A general overview of the state of religious freedom showed that violations are high in Iraq, Libya, Nigeria, Pakistan, Syria and Sudan.

The United Kingdom, Germany, France, Netherlands and France are among the countries where the state of religious freedom is deemed as "worrying" and at the same time "worsening" by the report.

"Europe has always been considered the cradle of human rights, and it seems to feel the responsibility of defending these rights, at least on theoretical terms," said Martin Kugler, member of the Observatory on the Intolerance and the Discrimination against Christians in Europe.

"On the other hand, it's been proven that fundamental rights have been challenged in European countries."

Kluger said that threats to religious freedom are mainly supported by groups of "radical" feminist and gay lobbies.

"In order to pursue an effective and real equality between men and women, radical feminists think that non-restricting law for abortion, contraception and bio-technologies (for instance, in-vitro fertilization) are needed, and so they push that the objection of conscience" is not relevant anymore, Kluger said.

Gay activists in Europe, Kugler added, "want to show that homosexuality is absolutely normal," and so they push for "a legalization of the gay marriage" and the "possibility for gay couples to adopt children."

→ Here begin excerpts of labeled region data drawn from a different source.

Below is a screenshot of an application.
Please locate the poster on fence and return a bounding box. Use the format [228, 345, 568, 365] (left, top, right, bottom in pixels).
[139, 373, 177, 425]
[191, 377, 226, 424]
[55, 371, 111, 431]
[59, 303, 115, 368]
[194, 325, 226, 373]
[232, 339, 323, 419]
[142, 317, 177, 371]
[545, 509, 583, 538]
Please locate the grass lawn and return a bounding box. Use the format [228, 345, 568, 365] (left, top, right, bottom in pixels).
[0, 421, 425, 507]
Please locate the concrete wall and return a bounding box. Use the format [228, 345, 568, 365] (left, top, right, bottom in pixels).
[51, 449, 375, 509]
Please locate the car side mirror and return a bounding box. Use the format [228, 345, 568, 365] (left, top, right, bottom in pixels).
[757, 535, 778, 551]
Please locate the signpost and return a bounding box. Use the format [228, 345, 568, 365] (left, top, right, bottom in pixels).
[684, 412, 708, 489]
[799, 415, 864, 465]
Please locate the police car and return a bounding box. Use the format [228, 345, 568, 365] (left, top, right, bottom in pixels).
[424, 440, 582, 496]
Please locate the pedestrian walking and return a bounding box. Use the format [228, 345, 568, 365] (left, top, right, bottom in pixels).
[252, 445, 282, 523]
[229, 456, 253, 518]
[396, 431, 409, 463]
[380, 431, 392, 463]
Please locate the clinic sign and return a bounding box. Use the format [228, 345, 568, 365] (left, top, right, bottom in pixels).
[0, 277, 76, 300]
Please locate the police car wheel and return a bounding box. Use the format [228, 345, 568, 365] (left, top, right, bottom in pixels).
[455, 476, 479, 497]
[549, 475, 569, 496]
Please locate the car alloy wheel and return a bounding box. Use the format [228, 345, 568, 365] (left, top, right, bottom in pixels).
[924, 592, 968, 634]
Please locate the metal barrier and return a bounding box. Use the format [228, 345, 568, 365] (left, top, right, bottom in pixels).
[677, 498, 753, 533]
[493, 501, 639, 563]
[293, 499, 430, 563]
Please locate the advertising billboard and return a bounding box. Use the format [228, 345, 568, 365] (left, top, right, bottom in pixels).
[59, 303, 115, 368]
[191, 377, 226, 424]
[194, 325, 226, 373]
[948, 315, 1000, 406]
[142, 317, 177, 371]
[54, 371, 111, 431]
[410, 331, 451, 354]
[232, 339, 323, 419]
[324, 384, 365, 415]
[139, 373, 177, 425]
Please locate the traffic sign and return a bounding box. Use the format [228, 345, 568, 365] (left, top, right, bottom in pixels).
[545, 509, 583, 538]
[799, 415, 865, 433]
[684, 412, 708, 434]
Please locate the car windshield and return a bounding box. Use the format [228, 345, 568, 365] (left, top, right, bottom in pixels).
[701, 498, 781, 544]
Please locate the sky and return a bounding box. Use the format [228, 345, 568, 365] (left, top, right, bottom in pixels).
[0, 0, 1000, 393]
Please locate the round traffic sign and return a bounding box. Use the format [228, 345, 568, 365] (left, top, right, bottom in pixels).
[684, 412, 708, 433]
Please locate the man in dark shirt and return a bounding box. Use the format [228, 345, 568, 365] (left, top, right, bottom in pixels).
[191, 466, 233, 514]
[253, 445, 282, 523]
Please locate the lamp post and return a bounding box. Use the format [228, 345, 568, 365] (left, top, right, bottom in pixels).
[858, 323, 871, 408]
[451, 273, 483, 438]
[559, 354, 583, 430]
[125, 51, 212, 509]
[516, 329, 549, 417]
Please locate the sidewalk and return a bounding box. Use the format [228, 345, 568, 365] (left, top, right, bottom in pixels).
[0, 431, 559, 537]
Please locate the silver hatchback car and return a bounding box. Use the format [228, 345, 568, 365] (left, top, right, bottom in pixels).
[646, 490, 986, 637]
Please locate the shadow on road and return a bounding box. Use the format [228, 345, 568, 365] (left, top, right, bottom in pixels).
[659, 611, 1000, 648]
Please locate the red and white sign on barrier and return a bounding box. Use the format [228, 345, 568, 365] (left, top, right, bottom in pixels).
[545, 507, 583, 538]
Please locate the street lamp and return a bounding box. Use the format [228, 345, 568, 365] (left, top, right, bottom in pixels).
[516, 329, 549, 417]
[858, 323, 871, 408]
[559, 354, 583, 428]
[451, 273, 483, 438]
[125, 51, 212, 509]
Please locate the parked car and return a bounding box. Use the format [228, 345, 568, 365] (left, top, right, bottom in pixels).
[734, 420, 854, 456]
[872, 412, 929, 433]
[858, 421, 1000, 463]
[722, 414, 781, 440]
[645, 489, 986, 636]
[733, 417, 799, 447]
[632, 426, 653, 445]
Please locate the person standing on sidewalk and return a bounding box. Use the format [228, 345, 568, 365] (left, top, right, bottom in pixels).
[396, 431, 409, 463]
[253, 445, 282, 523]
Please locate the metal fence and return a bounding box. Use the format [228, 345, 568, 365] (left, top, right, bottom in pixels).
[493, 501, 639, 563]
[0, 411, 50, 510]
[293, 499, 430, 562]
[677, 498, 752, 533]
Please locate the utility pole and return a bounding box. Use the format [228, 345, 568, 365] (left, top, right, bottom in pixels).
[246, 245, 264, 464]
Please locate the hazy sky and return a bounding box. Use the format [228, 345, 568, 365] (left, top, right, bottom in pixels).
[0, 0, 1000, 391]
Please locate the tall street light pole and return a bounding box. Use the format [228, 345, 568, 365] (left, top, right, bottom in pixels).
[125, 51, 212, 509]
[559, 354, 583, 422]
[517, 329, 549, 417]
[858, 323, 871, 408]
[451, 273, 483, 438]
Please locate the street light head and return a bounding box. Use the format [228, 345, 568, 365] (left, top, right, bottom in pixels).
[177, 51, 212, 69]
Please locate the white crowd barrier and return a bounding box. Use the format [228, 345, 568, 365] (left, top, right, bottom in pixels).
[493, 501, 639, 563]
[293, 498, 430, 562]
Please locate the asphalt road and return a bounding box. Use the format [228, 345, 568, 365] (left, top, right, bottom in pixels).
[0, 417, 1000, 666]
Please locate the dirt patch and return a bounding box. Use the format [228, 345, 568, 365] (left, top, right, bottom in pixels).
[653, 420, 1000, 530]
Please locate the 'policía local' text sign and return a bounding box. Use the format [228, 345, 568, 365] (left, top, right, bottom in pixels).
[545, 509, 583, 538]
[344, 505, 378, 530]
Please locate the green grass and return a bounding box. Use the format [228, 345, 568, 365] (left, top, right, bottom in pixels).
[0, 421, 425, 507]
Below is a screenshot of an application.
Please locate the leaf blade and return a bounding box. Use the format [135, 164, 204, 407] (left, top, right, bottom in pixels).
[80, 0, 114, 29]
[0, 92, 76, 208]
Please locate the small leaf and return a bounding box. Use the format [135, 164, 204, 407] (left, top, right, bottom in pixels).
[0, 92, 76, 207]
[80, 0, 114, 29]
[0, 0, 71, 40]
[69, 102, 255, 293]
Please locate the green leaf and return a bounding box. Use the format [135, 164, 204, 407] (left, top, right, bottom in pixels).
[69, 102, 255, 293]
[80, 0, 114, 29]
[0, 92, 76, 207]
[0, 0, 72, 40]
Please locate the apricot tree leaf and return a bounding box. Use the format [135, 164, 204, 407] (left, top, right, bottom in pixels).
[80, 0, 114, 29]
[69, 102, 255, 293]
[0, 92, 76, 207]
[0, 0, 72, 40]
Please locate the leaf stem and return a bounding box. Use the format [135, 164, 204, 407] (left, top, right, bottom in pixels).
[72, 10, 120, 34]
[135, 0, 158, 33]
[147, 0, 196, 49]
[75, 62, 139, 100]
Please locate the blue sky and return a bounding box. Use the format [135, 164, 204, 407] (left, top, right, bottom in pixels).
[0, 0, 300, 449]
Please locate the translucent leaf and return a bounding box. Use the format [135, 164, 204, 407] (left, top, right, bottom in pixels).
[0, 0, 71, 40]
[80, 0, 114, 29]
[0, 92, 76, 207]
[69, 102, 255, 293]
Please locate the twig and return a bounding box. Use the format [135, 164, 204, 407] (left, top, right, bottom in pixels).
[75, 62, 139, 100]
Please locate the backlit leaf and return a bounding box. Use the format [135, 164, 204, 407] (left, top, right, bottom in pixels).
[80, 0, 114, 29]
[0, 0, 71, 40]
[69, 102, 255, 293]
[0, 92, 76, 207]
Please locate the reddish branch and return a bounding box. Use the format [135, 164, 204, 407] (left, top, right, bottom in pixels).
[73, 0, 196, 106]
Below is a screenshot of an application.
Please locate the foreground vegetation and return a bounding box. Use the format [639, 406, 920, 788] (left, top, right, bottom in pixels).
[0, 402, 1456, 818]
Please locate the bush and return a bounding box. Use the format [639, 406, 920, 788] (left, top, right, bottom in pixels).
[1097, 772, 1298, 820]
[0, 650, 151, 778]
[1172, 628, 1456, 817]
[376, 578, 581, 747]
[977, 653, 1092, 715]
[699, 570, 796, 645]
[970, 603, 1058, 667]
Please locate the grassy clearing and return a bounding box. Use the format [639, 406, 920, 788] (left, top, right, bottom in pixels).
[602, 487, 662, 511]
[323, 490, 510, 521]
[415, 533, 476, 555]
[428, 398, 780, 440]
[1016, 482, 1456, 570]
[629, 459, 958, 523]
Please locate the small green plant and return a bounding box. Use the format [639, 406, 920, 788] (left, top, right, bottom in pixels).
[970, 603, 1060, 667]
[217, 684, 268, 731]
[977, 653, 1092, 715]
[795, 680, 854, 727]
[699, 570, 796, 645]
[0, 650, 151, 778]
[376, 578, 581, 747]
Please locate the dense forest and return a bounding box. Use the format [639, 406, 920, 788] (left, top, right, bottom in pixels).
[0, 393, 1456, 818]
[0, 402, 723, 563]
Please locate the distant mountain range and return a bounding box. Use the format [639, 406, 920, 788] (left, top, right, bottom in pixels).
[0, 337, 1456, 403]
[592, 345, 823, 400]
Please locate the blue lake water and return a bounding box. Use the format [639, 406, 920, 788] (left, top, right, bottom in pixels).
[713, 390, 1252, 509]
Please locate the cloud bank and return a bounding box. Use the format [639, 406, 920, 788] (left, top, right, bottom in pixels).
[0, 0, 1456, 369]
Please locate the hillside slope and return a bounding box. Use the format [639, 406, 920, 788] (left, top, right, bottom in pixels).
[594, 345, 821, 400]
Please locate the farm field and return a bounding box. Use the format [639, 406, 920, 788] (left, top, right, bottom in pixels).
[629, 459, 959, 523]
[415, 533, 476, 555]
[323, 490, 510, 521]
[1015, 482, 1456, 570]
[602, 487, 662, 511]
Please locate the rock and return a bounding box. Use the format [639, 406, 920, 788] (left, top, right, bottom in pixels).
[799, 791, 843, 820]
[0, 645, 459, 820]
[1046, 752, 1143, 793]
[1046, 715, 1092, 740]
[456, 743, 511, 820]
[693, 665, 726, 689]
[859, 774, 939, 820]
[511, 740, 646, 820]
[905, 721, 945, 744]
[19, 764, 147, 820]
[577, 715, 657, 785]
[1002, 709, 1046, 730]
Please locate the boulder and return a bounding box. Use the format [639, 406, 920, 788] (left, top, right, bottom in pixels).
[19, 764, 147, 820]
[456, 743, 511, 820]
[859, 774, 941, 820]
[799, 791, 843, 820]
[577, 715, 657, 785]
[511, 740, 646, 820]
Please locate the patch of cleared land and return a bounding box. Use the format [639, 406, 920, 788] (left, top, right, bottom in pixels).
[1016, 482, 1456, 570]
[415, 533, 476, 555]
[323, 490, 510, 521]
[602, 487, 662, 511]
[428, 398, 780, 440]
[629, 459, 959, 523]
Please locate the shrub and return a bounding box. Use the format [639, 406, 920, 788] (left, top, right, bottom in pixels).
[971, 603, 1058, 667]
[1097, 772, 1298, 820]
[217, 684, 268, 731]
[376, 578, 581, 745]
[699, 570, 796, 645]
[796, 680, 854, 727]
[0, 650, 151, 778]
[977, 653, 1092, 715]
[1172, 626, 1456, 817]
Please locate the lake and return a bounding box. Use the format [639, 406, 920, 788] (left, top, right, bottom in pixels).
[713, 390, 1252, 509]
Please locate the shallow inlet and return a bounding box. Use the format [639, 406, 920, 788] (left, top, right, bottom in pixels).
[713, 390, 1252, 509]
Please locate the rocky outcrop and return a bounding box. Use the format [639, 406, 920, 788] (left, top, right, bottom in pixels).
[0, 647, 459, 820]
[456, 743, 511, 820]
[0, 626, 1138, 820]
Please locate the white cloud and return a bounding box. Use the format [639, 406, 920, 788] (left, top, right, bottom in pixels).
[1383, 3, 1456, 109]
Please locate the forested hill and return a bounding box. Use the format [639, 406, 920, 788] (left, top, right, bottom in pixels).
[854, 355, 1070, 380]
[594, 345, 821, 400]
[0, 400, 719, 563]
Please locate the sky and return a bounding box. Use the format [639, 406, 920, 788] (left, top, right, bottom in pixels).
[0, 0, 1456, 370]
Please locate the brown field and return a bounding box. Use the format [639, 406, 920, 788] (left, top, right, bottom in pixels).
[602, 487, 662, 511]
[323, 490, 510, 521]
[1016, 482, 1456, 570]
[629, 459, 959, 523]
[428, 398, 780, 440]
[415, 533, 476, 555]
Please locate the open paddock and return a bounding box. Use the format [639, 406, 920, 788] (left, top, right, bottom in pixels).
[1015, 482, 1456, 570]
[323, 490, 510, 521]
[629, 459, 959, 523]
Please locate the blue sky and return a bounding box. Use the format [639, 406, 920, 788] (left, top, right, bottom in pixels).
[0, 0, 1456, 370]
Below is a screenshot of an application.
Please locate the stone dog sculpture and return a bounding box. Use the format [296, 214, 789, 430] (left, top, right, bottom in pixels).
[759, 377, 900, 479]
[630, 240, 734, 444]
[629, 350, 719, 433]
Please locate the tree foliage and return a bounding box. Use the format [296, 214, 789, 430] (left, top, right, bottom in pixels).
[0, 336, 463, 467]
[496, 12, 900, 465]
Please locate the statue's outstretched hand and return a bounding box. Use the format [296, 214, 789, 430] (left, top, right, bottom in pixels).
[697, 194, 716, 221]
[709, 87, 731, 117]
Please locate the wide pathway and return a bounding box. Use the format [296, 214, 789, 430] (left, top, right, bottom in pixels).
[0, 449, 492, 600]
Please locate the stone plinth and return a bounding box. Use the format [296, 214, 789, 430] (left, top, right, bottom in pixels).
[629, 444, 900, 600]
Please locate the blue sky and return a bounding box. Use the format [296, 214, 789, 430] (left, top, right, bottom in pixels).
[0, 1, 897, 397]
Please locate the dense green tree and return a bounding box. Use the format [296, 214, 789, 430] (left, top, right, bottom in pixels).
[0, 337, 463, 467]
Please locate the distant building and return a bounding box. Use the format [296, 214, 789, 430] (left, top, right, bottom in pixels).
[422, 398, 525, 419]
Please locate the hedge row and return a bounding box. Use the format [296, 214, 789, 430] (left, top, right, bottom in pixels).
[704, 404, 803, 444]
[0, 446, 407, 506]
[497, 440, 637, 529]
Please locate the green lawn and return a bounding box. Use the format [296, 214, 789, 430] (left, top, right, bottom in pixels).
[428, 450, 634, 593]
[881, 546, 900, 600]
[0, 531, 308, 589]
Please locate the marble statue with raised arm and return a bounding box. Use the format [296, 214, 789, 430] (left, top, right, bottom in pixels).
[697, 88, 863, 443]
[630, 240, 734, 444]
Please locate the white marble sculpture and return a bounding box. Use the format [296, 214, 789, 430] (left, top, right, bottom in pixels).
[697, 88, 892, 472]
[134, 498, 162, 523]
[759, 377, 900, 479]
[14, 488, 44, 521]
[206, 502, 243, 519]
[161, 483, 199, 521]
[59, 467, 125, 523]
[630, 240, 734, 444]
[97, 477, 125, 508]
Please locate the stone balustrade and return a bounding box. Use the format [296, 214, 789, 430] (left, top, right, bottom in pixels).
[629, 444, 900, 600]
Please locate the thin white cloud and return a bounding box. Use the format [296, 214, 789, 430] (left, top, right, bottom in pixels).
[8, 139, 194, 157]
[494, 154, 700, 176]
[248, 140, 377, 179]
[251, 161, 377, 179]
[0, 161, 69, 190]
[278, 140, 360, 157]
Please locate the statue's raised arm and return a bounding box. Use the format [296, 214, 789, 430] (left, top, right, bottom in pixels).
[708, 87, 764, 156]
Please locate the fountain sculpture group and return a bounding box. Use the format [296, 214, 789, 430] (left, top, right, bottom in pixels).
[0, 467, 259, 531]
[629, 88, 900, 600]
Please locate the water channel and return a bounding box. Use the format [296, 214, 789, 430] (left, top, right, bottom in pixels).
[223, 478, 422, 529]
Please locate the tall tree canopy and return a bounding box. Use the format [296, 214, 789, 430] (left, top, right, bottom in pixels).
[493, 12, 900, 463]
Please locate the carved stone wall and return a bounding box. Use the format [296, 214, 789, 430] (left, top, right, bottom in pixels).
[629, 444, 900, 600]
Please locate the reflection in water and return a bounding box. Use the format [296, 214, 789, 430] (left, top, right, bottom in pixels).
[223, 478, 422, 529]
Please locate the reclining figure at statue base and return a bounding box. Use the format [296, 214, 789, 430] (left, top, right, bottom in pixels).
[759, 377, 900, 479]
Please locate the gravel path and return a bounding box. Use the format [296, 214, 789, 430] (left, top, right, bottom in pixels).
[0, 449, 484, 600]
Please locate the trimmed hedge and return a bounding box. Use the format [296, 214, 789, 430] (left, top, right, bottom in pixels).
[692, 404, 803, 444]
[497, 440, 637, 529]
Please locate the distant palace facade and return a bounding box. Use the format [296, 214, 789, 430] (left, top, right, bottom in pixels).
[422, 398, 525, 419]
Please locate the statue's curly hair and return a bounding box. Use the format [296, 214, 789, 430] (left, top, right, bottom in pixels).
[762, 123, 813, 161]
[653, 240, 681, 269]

Meanwhile, Christians and Muslims are pressured to be "completely silent" for what concerns their moral vision on homosexuality.

Activists, Kugler said, "try to exclude the religious point of view from public life, taking out any public financial aid to religion, and for instance forbidding the exposition or exhibition of a crucifix in public."

He underscored that these forces "try to forbid those who openly claims to be Christian to take public positions."

"Generally these groups of pressures are ready to be intolerant in the name of tolerance, and Christian Churches are their main goals, since they represent, in the secularist view, the highest level of faith in the transcendence and defense of the natural law – though Christians share this view with other religions," Kugler said.

Scrolling the report, one finds that attacks to Christian places of worships have been continuous in 2012 and 2013.

In Germany, conflicts between state and families reached a high level when the four siblings of Wunderlich family in Darmastadt had been taken away by 20 policemen and a social worker because Dirk and Petra Wunderlich were homeschooling. In 2013 the European Court for Human Rights published its judgment on four British cases on individuals who filed complaints of having been discriminated against because they are Christians.

And in the Middle East, the situation in Iraq is continually worsening.

Pascale Warda, an Iraqi who founded the Iraqi Society for human Rights and formerly Iraqi Minister for Migration Policies, said that one of the main reasons why Christians are fleeing Iraq is "the situation that I would call 'anti-non-Islamic religious freedom' exercised by the Islamic authorities imposed on the administration," despite some positive laws issued in the past.

For what concern the United States, violations to religious freedom are deemed "low," but the general situation is marked as "worsening."

A U.S. report issued by the Institute for Freedom in collaboration with the Council for the Research on Family which documents 1200 cases of hostility to religion which is double the previous year, the Aid to the Church in Need report read.

Among the cases taken in consideration was that of Jack Phillips – a Christian baker from Colorado, who had refused in 2012 to make a wedding cake for a homosexual marriage because of his religious objections – in June 2014. A Colorado board ruled that he must make cakes for gay weddings despite his religious objections.